Voici les passages les plus significatifs de la réaction européenne: "La Commission note avec regret que le document s'avère déséquilibré, étalant le fardeau de façon très inégale parmi les pays développés et il ne reflète pas l'équilibre de vues mis en avant par les membres de l'OMC (...). Certains des objectifs clés (…) de Doha sont absents du projet (…), par exemple l'engagement à tenir compte (…) des préoccupations non commerciales et à réduire toutes les formes de subventions à l'exportation (…). Ce projet de texte applique des disciplines déséquilibrées aux différentes formes de subventions à l'exportation (…), il échoue à traiter les énormes distorsions commerciales créées par certaines formes de subventions typiques à d'autres pays développés. A plus d'un égard, ce projet suit les lignes politiques proposées par un certain nombre de pays prioritairement intéressés par les exportations au détriment des membres ayant d'autres intérêts (…). Nous regrettons aussi l'absence d'ambition pour ce qui est de l'accès hors tarifs et quotas pour les pays les moins développés aux marchés des pays développés et l'absence de propositions concrètes sur les difficultés rencontrées par d'autres pays en développement confrontés à l'érosion de leur accès préférentiel aux marchés des pays développés". A Bruxelles, on salue cependant « l'inclusion par M.Harbinson de nos propositions sur le traitement spécial des cultures agricoles qui revêtent une importance particulière pour les pays en développement en termes de sécurité alimentaire ». Et d'insister: "Les négociations doivent maintenant prendre de la vitesse, dans le cadre des paramètres fixés par (…) Doha, afin de réaliser un consensus sur les modalités d'ici la fin du mois de mars".
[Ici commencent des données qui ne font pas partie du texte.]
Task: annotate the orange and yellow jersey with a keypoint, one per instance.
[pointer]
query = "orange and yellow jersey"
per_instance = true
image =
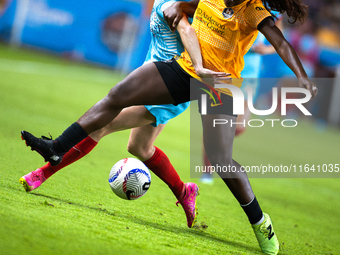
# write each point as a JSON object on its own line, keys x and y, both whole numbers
{"x": 225, "y": 34}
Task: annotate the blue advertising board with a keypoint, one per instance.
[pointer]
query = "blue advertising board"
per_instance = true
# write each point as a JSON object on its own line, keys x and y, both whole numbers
{"x": 111, "y": 32}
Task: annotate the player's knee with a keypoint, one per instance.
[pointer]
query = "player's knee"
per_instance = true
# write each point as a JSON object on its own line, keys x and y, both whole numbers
{"x": 116, "y": 98}
{"x": 217, "y": 159}
{"x": 135, "y": 149}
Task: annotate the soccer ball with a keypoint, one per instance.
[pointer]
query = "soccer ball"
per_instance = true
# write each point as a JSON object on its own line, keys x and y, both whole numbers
{"x": 129, "y": 178}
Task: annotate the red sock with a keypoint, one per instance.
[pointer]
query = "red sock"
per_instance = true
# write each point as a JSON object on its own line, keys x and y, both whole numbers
{"x": 160, "y": 165}
{"x": 74, "y": 154}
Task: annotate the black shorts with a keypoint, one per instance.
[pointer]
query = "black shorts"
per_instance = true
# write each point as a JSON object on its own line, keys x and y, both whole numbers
{"x": 184, "y": 88}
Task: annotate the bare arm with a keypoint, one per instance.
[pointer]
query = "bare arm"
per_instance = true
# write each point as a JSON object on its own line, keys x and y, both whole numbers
{"x": 174, "y": 13}
{"x": 288, "y": 54}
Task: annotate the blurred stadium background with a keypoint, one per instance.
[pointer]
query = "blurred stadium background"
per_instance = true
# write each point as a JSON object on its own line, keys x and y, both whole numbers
{"x": 115, "y": 34}
{"x": 93, "y": 44}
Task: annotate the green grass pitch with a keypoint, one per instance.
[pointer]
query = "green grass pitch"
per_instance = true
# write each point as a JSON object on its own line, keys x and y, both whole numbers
{"x": 75, "y": 212}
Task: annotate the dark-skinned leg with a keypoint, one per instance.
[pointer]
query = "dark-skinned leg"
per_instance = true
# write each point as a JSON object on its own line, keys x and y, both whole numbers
{"x": 218, "y": 144}
{"x": 144, "y": 86}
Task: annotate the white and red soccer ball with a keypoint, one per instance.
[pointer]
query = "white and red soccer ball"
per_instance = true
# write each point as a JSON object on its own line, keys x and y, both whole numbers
{"x": 130, "y": 178}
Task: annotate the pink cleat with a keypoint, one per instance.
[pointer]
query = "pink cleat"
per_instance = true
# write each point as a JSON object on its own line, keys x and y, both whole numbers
{"x": 189, "y": 203}
{"x": 32, "y": 180}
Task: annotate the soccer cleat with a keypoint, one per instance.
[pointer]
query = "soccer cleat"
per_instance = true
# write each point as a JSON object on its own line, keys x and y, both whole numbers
{"x": 207, "y": 178}
{"x": 266, "y": 236}
{"x": 32, "y": 180}
{"x": 189, "y": 202}
{"x": 44, "y": 146}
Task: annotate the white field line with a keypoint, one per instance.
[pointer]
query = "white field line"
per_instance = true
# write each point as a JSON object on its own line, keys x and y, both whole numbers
{"x": 54, "y": 70}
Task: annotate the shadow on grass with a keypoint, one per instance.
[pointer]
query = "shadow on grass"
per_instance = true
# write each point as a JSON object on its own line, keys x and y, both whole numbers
{"x": 155, "y": 225}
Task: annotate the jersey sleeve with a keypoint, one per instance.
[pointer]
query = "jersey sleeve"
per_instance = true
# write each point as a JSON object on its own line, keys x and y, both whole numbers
{"x": 255, "y": 14}
{"x": 161, "y": 7}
Egalement critiqué de l'autre côté du globe - si l'on en juge par la réaction mitigée de la Nouvelle-Zélande, membre de Cairns, - le document que M. Harbinson a transmis aux 144 à Genève, prévoit entre autres que les subventions à l'exportation disparaissent progressivement en deux étapes (5 et 10 ans) et que les réductions tarifaires soient plus fortes là où les droits sont actuellement les plus élevés. M. Harbinson admet d'emblée que "ce document ne représente rien de plus qu'une première tentative d'identifier les possibles voies vers des solutions".